With about 280 thousand inhabitants, Gijon is the largest municipality in the autonomous community of Asturias in Spain. The City is playing a major part in trying to accelerate the shift towards more open and interoperable smart communities.
The smart city journey started in 2016 with the modernization of just over 1,000 streetlights in the city centre and the switch to LED-based devices. Gijón moved further and decided to turn the existing infrastructure into a truly smart network to better control energy consumption and increase lighting efficiency.

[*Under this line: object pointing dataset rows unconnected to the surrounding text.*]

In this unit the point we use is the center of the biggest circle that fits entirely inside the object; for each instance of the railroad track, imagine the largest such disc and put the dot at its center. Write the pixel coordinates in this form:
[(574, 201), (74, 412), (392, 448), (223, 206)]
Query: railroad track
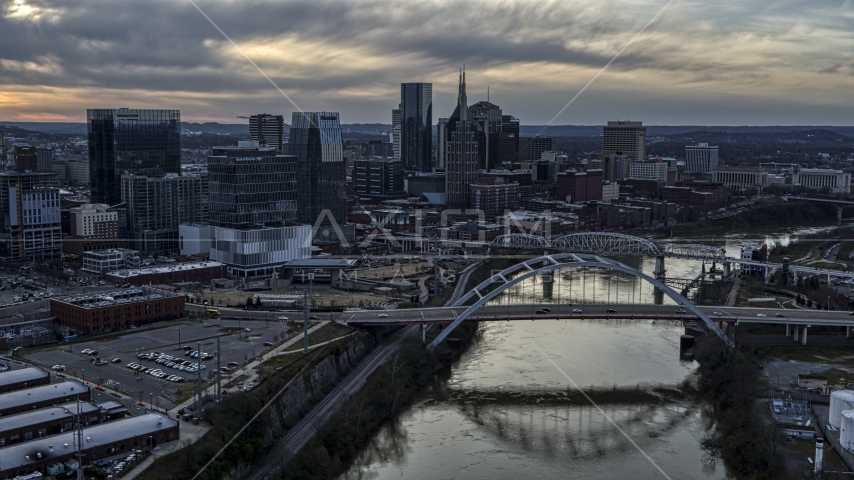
[(297, 436)]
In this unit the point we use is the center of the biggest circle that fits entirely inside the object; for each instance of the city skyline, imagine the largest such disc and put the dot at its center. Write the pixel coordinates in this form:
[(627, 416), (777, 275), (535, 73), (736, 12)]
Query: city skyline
[(722, 64)]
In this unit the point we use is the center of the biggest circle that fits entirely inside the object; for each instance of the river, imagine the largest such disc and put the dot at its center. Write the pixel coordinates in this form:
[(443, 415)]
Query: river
[(511, 406)]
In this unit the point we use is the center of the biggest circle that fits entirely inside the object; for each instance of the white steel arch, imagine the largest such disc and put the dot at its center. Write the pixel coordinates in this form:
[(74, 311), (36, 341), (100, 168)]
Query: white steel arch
[(695, 251), (605, 242), (550, 263)]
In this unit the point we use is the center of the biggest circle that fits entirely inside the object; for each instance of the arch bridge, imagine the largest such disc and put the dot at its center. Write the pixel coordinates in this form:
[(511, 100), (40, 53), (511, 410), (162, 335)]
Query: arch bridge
[(608, 243), (507, 278)]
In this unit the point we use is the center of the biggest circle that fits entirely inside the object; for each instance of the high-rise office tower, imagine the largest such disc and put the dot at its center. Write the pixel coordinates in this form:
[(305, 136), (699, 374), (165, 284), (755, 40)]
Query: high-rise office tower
[(539, 144), (156, 205), (251, 185), (395, 131), (624, 138), (44, 159), (416, 126), (26, 159), (29, 216), (268, 130), (122, 140), (463, 134), (510, 126), (442, 143), (700, 158), (315, 141)]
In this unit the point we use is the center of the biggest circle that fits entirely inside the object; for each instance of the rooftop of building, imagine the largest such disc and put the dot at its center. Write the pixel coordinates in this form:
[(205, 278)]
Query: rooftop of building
[(116, 297), (179, 267), (55, 446), (320, 263), (21, 375), (42, 415), (826, 171), (41, 393), (729, 168)]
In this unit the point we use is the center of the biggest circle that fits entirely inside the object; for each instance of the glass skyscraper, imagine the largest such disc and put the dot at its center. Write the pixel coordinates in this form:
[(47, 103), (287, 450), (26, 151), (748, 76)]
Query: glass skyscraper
[(315, 141), (129, 140), (251, 185), (416, 130)]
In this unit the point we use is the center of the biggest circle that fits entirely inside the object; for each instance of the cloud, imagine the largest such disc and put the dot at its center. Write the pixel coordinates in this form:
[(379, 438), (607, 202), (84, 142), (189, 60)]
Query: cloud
[(60, 57)]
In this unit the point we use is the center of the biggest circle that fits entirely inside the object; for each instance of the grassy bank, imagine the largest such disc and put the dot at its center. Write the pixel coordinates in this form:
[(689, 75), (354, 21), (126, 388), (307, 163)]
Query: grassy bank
[(382, 397), (230, 415), (742, 435)]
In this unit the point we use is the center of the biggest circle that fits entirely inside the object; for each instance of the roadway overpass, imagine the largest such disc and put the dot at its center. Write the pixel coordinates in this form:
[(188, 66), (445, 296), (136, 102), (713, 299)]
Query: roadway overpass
[(797, 321)]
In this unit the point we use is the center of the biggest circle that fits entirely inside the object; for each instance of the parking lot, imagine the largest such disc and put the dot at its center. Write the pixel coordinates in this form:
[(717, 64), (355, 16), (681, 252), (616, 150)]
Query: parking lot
[(237, 346)]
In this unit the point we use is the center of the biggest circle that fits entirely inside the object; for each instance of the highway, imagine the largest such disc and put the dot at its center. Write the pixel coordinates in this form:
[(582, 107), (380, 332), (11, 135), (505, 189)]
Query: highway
[(596, 311), (297, 436)]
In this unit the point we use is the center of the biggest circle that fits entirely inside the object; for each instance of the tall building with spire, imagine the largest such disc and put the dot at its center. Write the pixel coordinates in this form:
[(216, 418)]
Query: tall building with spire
[(416, 126), (463, 151)]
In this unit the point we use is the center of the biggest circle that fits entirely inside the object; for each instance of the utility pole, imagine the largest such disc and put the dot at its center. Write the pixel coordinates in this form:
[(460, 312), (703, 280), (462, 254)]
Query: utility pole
[(305, 322), (218, 371), (199, 382), (79, 442)]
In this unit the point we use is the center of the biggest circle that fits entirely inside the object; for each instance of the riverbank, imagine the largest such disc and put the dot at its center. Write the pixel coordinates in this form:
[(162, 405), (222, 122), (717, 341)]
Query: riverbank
[(386, 392), (773, 214), (292, 391)]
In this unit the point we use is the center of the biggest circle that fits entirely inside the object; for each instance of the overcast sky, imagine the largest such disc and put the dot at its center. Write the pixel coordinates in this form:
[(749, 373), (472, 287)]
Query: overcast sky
[(721, 62)]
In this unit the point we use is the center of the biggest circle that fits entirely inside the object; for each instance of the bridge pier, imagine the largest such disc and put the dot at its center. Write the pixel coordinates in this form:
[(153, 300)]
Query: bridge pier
[(659, 274)]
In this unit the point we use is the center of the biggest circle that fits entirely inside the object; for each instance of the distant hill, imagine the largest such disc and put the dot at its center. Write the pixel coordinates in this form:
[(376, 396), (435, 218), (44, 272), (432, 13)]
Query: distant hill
[(525, 130)]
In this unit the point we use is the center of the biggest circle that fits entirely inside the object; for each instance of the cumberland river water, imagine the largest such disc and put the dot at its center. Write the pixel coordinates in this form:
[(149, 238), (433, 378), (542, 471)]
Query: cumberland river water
[(506, 409)]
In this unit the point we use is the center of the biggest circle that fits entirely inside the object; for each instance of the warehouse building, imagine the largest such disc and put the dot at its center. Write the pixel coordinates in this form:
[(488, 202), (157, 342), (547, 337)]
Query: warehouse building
[(99, 442), (23, 378), (42, 396), (48, 421), (116, 310)]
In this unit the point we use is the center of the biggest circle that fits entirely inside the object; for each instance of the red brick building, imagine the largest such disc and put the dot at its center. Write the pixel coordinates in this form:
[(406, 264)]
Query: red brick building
[(580, 186), (117, 310)]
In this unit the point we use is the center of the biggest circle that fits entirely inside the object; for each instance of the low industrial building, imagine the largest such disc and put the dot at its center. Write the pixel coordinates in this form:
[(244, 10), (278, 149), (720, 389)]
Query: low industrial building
[(48, 421), (23, 378), (119, 309), (175, 273), (99, 442), (42, 396)]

As the basis for this, it put in place Paradox Engineering’s Smart Urban Network, which is built on the open standard 6LoWPAN, enabling the city to manage all its applications over one single network.
The whole massive project to digitalise the streetlight infrastructure started in January 2022, with the installation of over 40,000 Smart Lighting Nodes, over 6,000 motion sensors, 135 municipal buildings for Energy Management, 100 homes and 200 shops for Smart Environmental Awareness, and 16 air quality control stations. Further applications and devices will be added to the network in the coming months and years.
The City’s smart vision goes beyond its own operations though. Central to the Gijon-IN (Innovative, Intelligent and Integrated City) program is the ability to connect IoT devices for a range of applications that could not only provide valuable information to the city authorities, but also to the wider community of developers, innovators, academia and other third parties through an open data platform.
Gijon City Council recognized the importance of working collaboratively to achieve this and brought together relevant players from the public and private sectors, universities and research centers to share knowledge and expertise and contribute to the program. It also created a Smart Cities Chair together with the University of Oviedo, a laboratory that has replicated the city’s IoT infrastructure, and established the DemoLAB, a space for the design, development and implementation of private initiatives for new products and services.
A major challenge to creating a completely open and flexible smart city network is that IoT standards do not currently specify a data model for smart city and utility use cases, which can prevent Cities taking a multi-supplier approach when it comes to adding new applications and devices to the network. Hence, Gijon joined the uCIFI Alliance to help define a common Smart City data model that can be used by IoT device makers.
The uCIFI Alliance and the Gijon City Council are working jointly to assist IoT device manufacturers with uCIFI interoperability checks on their devices in the Gijon DemoLAB space. Each manufacturer is invited to join the alliance, implement the uCIFI LwM2M-based data model (already available to uCIFI members) and contribute to the uCIFI 6LoWPAN-compatible wireless network mesh stack, before proposing their uCIFI-compliant products to further Gijon’s tender process.
“The benefit of a data model for us will be the ability to launch new services quickly and create new application functionalities without expensive API integration or the need to move data from third-party platforms,” says Jose Antonio Rodríguez Cortés, IoT project manager. “It’s important to enable us to scale and keep pace with new ideas and requirements for visitor services. It’s fundamental to help us realize the new concept of the model of Gijon.”